The Fed is preparing the ground for the first rate cut. A choice that seems necessary if we are to prevent economic growth from being put at risk by too high interest rates for too long. This was emphasized yesterday by the chairman of the Federal Reserve System, Jerome Powell, during his regular six-monthly speech at the US Senate Banking Committee.
Affirming that the economy remains strong, as does the labor market, despite the recent freeze, Powell explained:
“In light of the progress made over the past two years in both reducing inflation and cooling the labor market, high prices are not the only risk we face,” he said, adding shortly after: “Reducing restrictive policies too late or too little could unduly dampen economic activity and employment.”
Ill Fed overnight rate it is currently between 5.25% and 5.50%, the highest level in 23 years, the result of 11 consecutive increases since inflation reached its highest level since the early 1980s.
Markets expect the Fed to begin cutting interest rates in September and likely follow with another quarter percentage point before the end of the year. FOMC members, however, indicated only one cut at their June meeting.

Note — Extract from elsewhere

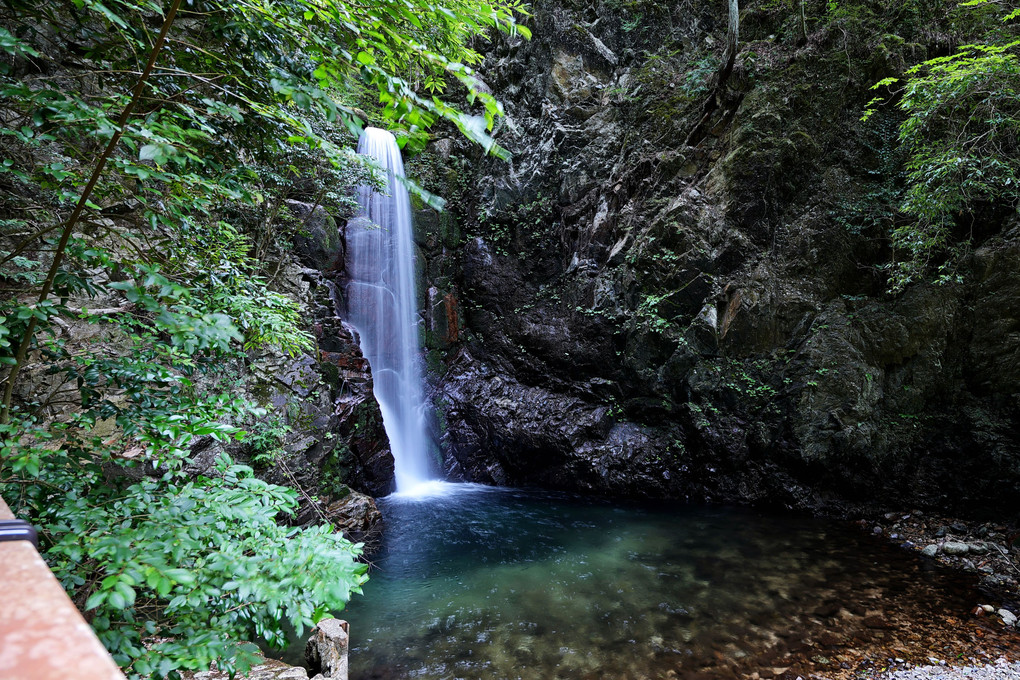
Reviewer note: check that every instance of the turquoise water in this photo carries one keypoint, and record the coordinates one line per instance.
(495, 583)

However, in recent days, Powell and his colleagues signaled that inflation data was somewhat encouraging after a surprise jump earlier in the year. Inflation, derived from the Fed’s preferred personal consumption expenditure price index, was 2.6% in May, after peaking above 7% in June 2022.
“After the lack of progress our 2% inflation target earlier this year, the most recent monthly readings indicated further modest progress,” Powell said. “More positive data will strengthen our confidence in this matter inflation moving steadily towards 2%”.
Democrat pressure
In the past, Powell has shied away from making politically charged statements and had to dodge political questions from committee members. This year, the issues could become contentious, as Washington experiences turmoil due to the volatility of the presidential campaign. Several Democratic members of the committee urged Powell to cut interest rates soon.
“I am concerned that if the Fed waits too long to cut interest rates, it could reverse the progress it has made in creating good-paying jobs,” committee chairman Sen. Sherrod Brown (D-Ohio) told Powell. “If unemployment is rising, you must act now to protect American jobs. Workers have too much to lose if the Fed overshoots its inflation target and triggers an entirely unnecessary recession.”
Powell finally emphasized that the Fed is not a political body and is not involved in assuming political positions outside of its roles. In his remarks, he emphasized the importance of the “necessary operational independence” for the Fed to do its job.
What do analysts say?
Commenting on Powell’s speech. David Pascucci – Market Analyst at XTBexplains that FED number one
“Constantly emphasizes that the goal Fed inflation to 2%, it then emphasizes the dual mandate, recalling the goal of full employment, a fundamental mandate given that the American economy is by definition “market-oriented,” that is, oriented toward the credit market. If there is no work, there is no future income to be allocated in the credit market, this is the main prerequisite for the existence of the double mandate, a mandate that they know very well in the Senate, as it is in the labor market itself. that slightly bigger questions came up, and which Powell was trying to get around in a less nimble way. Kennedy, for example, pointed out that the labor market is clearly suffering because, for example, 3/4 of the jobs created recently are government jobs, so actually jobs created by increased government spending that has already it is very high. Powell noted that unemployment is currently low, is at historic lows and therefore not a concern. At the same time, a little later he instead emphasizes that worsening unemployment will result Fed interfere“.
Pascucci continues, wondering.
“when will it intervene? Fedat what levels of unemployment?’ Just take the Sahm Rule for examplerule created by Claudia Sahm, an economist Federal Reserve which created its recession indicator using the unemployment rate. This rule predicts that a 0.5% deviation of the unemployment rate from its 12-month average low will trigger a recession, and now this figure is actually 0.43. we are one step away from Sahm’s rule recession. We know very well that central banks never predict, never prevent evil, but try to cure what is a huge problem. in a market-oriented economy, the negative effects are amplified with an almost exponential effect. Therefore, further deterioration of the unemployment rate is expected, as we have seen for several months now, to see what the government will decide. Fed Already on July 31, when other data related to unemployment benefit applications will be published, the latter have increased sharply since 2019.”